12.3 # @param quick format

PartExampleMeaning
Namefast_lenParameter key
Typeint / float / bool / str / stringSupported types
Default20Default value shown to the system
DescriptionFast EMA lengthHuman-readable hint

Example:

# @param fast_len int 20 Fast EMA length
# @param allow_short bool true Allow short entries

And then read them with:

fast_len = int(params.get('fast_len', 20))
allow_short = bool(params.get('allow_short', True))
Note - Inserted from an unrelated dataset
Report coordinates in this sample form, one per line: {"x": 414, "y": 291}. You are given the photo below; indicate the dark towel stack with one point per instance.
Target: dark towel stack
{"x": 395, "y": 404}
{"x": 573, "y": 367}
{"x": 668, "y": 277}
12.3 ctx methods and fields for ScriptStrategy

ItemTypeMeaning
ctx.param(name, default)methodRead or initialize script-level defaults
ctx.bars(n=1)methodGet recent bars up to the current runtime index
ctx.log(message)methodWrite strategy log messages
ctx.buy(price=None, amount=None)methodExpress buy / long-side intent
ctx.sell(price=None, amount=None)methodExpress sell / short-side intent
ctx.close_position()methodExplicitly flatten current position
ctx.positionfieldCurrent position object
ctx.balancefieldRuntime balance snapshot
ctx.equityfieldRuntime equity snapshot

ctx.position common fields:

FieldMeaning
sidelong, short, or empty when flat
sizeCurrent position size
entry_priceAverage entry price
direction1, -1, or 0
amountRuntime amount mirror

12.4 bar fields for ScriptStrategy

FieldMeaning
bar.openOpen price
bar.highHigh price
bar.lowLow price
bar.closeClose price
bar.volumeVolume
bar.timestampTime value from runtime feed

12.5 output structure for IndicatorStrategy

Top-level structure:

output = {
    "name": my_indicator_name,
    "plots": [],
    "signals": [],
    "calculatedVars": {}
}

Supported top-level keys:

KeyRequiredMeaning
namerecommendedDisplay name
plotsrecommendedChart series output
signalsrecommendedBuy/sell marker output
calculatedVarsoptionalExtra metadata or computed values

Each plot item commonly contains:

KeyMeaning
namePlot label
dataList aligned to len(df)
colorDisplay color
overlayWhether to draw on price chart
typeOptional rendering hint

Each signal item commonly contains:

KeyMeaning
typebuy or sell
textMarker label
colorMarker color
dataList aligned to len(df), using None where no marker exists

12.6 Fast reminders

  • df['buy'] and df['sell'] should be boolean and length-aligned
  • prefer edge-triggered signals
  • avoid shift(-1) in signal logic
  • prefer ctx.close_position() when the rule clearly means "exit everything now"
  • treat amount as runtime order intent, then verify sizing with saved-strategy backtests

  1. Prototype the idea as an IndicatorStrategy.
  2. Validate plots, signal density, and next-bar-open backtest behavior.
  3. Add clear # @param and # @strategy metadata.
  4. Decide explicitly whether exits are signal-managed or engine-managed.
  5. Save the strategy and run strategy backtests from the persisted record.
  6. Promote to ScriptStrategy only when you truly need runtime position logic.
  7. Move to paper or live trading only after configuration, credentials, and market semantics are verified.